The April 14 ceremony in the city of Tirunelveli was organized by the ‘Hindu Makkal Katchi’ (HMK), or ‘Hindu Peoples Party’, an influential Hindu political party in the Indian state.
Indian police told media nearly 300 Dalits converted to Hinduism, but HMK leader Arjun Sampath was quoted as saying that “around 800 members from 185 families” - 500 men, 220 women and 80 children, took the decision.
The Dalit Christians, a mix of Protestants and Roman Catholics from villages around Tirunelveli, were originally Hindus who had converted to Christianity five generations back, Indian media said.

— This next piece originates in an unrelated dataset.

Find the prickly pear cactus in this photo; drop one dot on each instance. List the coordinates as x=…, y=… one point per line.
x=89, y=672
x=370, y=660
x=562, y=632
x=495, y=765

Sampath told The Times of India newspaper that the event was organized to coincide with the birthday of late Bhimrao Ramji Ambedkar, an Indian jurist, scholar, and politician who was seen as the chief architect of the Indian Constitution.
"We purify all those who return to Hinduism by sprinkling” them with special waters “from the sea off Rameswaram and the Ganga for this purpose,'' Sampath told reporters. The HMK chief said he is planning to reconvert 20,000 more Christians in Villupuram district, The Times of India reported.
After Hindu priests were seen sprinkling them with water, Dalits received new clothes and Hindu names. They also received Hindu signs on their forehead.
After the ceremony, converts offered prayers at the famous Swamy Nellaiappar - Gandhimathy Ambal Temple in Tirunelveli, news reports said. Church leaders expressed concerns about the situation in a statement released by The Times of India.
"It is an unfortunate situation. I have requested Catholic Bishops to take remedial steps,” said Priest S Lourdusamy, former executive secretary of the Catholic Bishop Conference of India for the region. “Nothing is being done to stop the discrimination against Dalit Christians. This is resulting in such conversions."
In addition. Evangelical Christians in India say Christianity must not be seen as a religion as it is based on "a personal choice for Jesus Christ" and that no ceremony can change that.
Rights groups claim Dalits, seen as the ‘lowest caste’ in India ’s ancient system of Hinduism, are under pressure to stay in the Hindu-fold.
Those who abandon Hinduism, are currently not enjoying the same government benefits as other religions amid an ongoing legal battle over that issue.